As previously expressed, the harvest seasons were separated into high and low seasons, due to the significant difference that occurs in the average number of fruits collected in basket units per working day. As the slope softens, there is an average increase in the efficiency indicator, finding percentage increases of 32% when going from the very steep slope to the steep slope, 27% when moving from the steep slope to the moderated to strongly sloping and 27.5% of the moderated to strongly sloping to the Nearly level to gently sloping, in the high season and the same phenomenon occurs in the low season with percentages of 33%, 26% and 20% respectively, presenting a greater percentage difference in each inclination in the season with the fewest number of fruits on the tree.
Finally, the effectiveness indicator did not show any significant difference between harvest seasons, since the fruits suitable for harvesting and that are not collected during the day, are due to the location they present in the tree, making it difficult for the collector to reach them with his hands, being necessary in some cases the use of additional elements such as rods with adapted devices to grasp the fruit; On the other hand, the indicator of losses occurs when the collector drops the fruits to the ground, due to the difficulty of holding it when taking them from the tree, this indicator increases when conditions of steep and very steep slope are present, since the shape of the fruit, this rolls and it is not possible to recover it from the areas close to the process. evidently ratifying that slope conditions affect this indicator.
5.Conclusions
There is a clear influence of field slope condition on harvest efficiency, effectiveness, and losses, while harvest quality is affected by factors other than the slope of the terrain. By categorizing the field slope in ranges and pairs, we determined statistically significant relationships at extreme slope conditions, such as nearly level to gently sloping and very steep.
As demonstrated by the Mann-Whitney U test, the efficiency indicator is the one that presents the greatest alterations in the terrain with a very steep and extremely steep slope, the slope type factor, allows us to see an inverse relationship, so that the number of baskets collected is greater if the angle of inclination of the terrain is smaller.

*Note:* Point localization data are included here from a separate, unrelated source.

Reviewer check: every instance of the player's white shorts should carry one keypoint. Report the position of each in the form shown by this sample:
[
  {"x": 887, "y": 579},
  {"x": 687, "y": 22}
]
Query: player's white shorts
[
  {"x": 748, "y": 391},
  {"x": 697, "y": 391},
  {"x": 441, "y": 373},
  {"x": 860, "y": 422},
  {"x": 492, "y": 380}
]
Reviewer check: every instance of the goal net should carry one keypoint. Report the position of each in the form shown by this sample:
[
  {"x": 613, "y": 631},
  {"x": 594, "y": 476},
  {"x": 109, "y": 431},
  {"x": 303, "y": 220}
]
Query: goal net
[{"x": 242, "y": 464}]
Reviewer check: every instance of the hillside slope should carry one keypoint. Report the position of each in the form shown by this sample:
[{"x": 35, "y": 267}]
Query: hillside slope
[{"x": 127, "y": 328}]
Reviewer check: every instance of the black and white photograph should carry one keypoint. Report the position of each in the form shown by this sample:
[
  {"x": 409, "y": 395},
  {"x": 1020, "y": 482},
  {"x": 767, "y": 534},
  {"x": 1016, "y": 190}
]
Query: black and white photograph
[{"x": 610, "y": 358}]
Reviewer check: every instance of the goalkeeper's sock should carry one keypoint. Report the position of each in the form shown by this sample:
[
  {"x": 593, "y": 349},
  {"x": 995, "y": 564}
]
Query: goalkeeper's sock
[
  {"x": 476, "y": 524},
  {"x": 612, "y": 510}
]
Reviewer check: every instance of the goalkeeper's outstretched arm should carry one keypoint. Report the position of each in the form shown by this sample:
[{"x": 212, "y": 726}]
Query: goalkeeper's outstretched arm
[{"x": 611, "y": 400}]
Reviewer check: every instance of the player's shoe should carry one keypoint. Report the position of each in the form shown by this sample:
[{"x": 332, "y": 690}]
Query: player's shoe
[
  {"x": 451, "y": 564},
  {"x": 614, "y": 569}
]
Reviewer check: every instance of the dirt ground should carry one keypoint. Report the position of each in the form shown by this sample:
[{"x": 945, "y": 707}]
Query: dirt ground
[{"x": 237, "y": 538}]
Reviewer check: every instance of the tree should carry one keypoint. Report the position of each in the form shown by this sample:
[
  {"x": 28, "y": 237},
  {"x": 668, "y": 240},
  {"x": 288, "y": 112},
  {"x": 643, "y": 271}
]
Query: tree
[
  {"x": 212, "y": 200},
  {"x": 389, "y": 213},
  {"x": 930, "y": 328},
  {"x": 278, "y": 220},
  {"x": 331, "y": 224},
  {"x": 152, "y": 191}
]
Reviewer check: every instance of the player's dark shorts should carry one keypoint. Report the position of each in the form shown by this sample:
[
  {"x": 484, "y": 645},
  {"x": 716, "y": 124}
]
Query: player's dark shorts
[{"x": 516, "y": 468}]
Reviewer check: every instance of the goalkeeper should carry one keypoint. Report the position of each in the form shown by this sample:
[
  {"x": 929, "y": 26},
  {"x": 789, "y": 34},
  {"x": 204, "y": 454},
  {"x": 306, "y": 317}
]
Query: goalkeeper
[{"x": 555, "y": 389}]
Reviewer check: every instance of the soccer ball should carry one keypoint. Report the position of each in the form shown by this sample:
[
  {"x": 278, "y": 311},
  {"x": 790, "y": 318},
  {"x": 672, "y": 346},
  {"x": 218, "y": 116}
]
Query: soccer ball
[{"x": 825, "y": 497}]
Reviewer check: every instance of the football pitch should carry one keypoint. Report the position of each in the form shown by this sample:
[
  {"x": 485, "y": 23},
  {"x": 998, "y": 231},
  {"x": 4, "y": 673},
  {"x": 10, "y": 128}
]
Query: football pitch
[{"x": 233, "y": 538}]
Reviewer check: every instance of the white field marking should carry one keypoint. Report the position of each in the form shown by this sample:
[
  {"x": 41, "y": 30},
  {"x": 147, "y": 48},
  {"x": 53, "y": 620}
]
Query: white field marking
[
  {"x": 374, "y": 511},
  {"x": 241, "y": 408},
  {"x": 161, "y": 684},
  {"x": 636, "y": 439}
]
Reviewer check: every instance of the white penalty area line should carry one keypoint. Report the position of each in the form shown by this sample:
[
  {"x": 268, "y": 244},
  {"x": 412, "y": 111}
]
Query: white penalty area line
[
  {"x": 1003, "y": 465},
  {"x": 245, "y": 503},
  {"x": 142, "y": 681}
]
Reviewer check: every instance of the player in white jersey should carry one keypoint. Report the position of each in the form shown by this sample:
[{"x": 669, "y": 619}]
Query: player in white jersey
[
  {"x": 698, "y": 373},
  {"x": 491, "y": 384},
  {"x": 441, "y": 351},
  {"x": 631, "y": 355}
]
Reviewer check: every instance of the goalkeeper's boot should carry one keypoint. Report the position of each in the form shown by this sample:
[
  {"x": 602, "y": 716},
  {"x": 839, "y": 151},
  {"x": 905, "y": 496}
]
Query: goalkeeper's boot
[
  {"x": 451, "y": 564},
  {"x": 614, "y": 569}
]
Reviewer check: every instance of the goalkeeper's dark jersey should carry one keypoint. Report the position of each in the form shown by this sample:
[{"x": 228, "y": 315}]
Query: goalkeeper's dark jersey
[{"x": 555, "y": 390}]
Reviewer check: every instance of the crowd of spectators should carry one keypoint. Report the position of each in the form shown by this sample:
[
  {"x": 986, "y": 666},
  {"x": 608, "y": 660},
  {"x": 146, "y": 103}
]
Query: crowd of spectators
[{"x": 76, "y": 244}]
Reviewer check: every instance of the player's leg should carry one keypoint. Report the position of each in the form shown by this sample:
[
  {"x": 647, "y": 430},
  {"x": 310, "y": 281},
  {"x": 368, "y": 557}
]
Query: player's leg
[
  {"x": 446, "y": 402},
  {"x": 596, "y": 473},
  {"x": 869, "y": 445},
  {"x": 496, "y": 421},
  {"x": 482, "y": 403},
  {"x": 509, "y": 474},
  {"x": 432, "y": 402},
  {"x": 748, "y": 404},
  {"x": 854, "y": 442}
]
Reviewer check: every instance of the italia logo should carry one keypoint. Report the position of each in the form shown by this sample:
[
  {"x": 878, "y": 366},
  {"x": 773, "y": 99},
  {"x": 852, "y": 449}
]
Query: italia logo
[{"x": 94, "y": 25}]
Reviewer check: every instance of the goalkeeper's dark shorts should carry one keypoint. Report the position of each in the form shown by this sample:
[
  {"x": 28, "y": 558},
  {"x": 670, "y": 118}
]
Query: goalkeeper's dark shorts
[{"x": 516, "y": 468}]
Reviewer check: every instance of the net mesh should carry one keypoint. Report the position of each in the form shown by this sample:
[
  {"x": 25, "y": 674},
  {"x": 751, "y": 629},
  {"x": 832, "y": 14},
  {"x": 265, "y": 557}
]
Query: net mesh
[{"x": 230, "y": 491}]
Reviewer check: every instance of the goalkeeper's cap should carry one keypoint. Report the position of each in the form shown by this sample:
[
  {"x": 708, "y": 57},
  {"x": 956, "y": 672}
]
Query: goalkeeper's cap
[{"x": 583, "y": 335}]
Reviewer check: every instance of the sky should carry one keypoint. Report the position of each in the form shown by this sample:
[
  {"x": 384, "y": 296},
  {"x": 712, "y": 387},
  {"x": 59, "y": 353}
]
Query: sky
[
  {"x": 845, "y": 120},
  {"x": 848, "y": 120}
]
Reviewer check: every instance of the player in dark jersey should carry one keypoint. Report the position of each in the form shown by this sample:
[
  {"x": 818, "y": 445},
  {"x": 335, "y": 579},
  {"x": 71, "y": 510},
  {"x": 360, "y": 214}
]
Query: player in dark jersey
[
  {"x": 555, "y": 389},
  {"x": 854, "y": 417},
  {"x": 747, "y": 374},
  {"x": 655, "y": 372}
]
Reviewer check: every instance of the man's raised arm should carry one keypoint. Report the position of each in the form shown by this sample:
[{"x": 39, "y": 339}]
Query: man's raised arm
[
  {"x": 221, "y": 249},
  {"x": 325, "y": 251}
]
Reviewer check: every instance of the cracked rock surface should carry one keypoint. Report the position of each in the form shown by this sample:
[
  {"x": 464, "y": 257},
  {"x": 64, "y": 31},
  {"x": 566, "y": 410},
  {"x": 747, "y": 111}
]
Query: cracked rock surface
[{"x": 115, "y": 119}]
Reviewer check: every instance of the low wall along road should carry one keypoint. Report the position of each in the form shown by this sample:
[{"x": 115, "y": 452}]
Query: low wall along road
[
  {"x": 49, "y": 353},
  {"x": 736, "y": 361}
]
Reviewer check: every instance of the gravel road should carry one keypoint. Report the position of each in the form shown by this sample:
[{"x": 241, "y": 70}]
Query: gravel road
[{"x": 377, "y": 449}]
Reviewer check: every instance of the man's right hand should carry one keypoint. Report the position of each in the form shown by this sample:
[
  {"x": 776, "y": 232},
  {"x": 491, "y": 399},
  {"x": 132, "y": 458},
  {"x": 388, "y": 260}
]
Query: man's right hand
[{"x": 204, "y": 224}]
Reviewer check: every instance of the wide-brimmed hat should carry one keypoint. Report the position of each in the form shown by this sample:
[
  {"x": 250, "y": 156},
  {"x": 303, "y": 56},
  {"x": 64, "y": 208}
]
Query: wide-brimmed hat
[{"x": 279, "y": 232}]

Field slope conditions hinder the automation and mechanization of the harvesting process; therefore, determining the impact of field slope on manual harvesting indicators is a promising research topic to improve the productivity of the agricultural sector.
The project did not consider the experience of the collectors, because the ranges of experience calculated in years did not present statistically significant differences, but the authors consider that the experience of the collectors is an important factor that should be considered and analyzed in future research with a larger population sample.
The study of harvesting indicators will help to identify the main factors that are involved in the manual harvesting process of citrus, helping to develop new tools with ergonomic characteristics that allow to improve the yields of the process and contribute to the improvement of the postures that they generate. musculoskeletal injuries to collectors.